Kaveh: It is very hard for single people to rent a home, so we had to stay in other people’s homes. We had a pretty desperate situation; we had to ask everybody for help. In terms of food, we usually eat once a day and try to sleep the rest of the day so we will not think about food and hunger.
Currently, where are you in your immigration process?
Kamran: we are still waiting. We went to the UN, they told us to come back in seven months, then we are going to interview you and ask you what happened to you. We do not feel well. I do not think I can make it. We will get all kind of horrible diseases or we might die.
Kaveh: When we told them about our situation, they told us we did not send you invitation card, being refugees is hard.
What ever we had has finished. If you (IRQO) were not helping us, I don’t know what we would do. Until we go to the UN in seven months, we’ll have a very uncertain situation.

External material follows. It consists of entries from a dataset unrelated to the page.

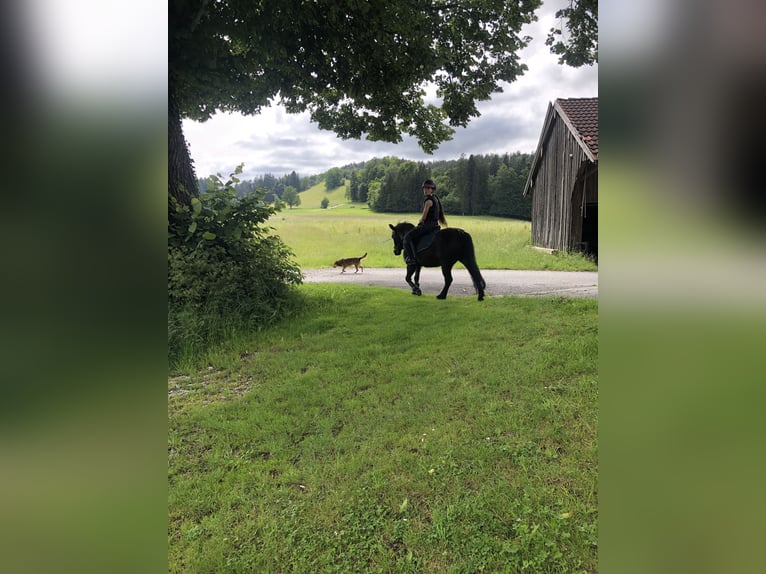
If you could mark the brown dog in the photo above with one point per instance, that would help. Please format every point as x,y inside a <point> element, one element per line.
<point>349,261</point>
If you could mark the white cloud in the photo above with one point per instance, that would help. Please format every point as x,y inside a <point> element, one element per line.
<point>277,142</point>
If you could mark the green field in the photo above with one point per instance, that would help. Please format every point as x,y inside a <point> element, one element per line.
<point>318,237</point>
<point>373,432</point>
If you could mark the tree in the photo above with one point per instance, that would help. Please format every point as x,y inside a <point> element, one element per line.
<point>581,46</point>
<point>359,68</point>
<point>334,178</point>
<point>290,196</point>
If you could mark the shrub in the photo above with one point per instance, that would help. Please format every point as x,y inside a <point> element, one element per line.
<point>226,272</point>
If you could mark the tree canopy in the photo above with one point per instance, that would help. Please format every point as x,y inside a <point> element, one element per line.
<point>359,68</point>
<point>581,45</point>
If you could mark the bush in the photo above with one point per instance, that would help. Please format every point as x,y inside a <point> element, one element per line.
<point>226,273</point>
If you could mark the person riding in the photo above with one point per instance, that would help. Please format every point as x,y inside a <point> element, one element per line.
<point>433,214</point>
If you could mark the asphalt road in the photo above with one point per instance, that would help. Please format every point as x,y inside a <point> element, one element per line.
<point>500,282</point>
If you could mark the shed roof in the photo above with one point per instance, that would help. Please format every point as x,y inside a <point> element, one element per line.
<point>582,117</point>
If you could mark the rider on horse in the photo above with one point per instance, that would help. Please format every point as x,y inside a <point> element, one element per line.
<point>433,214</point>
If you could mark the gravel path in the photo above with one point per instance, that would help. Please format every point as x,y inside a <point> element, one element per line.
<point>499,281</point>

We just have to be patient and wait. We have met people who have committed suicide due to the difficulties and pressure of this kind of life, or they have been waiting here for a few years and are still waiting, or those who have been deported back.
We have lost the little hope we had but have no other option but to wait.
What kind of future do you think awaits you?
Kamran: I don’t know, but I’d like to benefit from the same legal rights anyone else in Iran has. This is not such a big deal, but in Iran is very big thing to ask for.
Kaveh: We do not ask for much in life. I want to have a 40 metre apartment in Iran where I can live with my partner, the person I love. Get up in the morning and go to work, work, and feel at peace when I return home.
That’s it. Just a quiet life with my boyfriend. I’d like to reach this dream and not be hanged or stoned for loving someone.